St Ives shows steady progress

St Ives posted a modest rise in turnover and fall in pre-tax profits for the year to the 29 July against tough market conditions.

Point-of-sale and books were the bright spots within the group with other markets experiencing little growth, downward price pressure and over-capacity.

Sales rose from 410.3m to 419.5m, which included a contribution of 35.3m from point of sale acquisition SP Group.

Profit before tax, exceptional items and goodwill amortisation was down slightly to 39.1m (2004: 39.7m).

Pre tax profit was down to 11.4m from 14.9m after 27.7m of charges for exceptional items and goodwill including 14.1m on the disposal of German firm Johler Druck and 9.9m for the consolidation of its operations, which included the closure of Caerphilly.

In addition to the rationalisation of its operations during the year the firm also invested in more efficient kit to lower production costs. Its spend of 36m, more than twice the previous year's figure, included two MAN Roland 64pp webs, one at Roche and one at Peterborough, and the UK's first Kolbus/Ferag Publica-Rollstream high-speed perfect binding line at Plymouth.
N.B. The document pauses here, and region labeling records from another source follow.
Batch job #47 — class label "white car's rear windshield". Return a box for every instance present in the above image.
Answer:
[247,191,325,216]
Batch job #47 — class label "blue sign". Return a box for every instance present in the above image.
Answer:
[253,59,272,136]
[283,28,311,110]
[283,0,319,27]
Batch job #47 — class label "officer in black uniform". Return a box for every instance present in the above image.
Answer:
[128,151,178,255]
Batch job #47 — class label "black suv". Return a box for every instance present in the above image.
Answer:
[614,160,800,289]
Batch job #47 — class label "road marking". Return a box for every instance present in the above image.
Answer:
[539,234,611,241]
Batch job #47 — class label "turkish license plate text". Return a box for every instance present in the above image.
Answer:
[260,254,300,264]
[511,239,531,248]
It also built a logistics centre adjacent to the SP site in Redditch.

"In recent years we have undertaken significant rationalisation and consolidation whilst continuing to invest in the best available technology to reduce costs of production and enhance our service offering," said chairman Miles Emley (pictured). "We believe that our commitment to service and quality, and our increasing focus on the provision of added-value service in addition to the supply of printed products will deliver progress for shareholders."

Shares opened at 3.59 and fell to 3.50.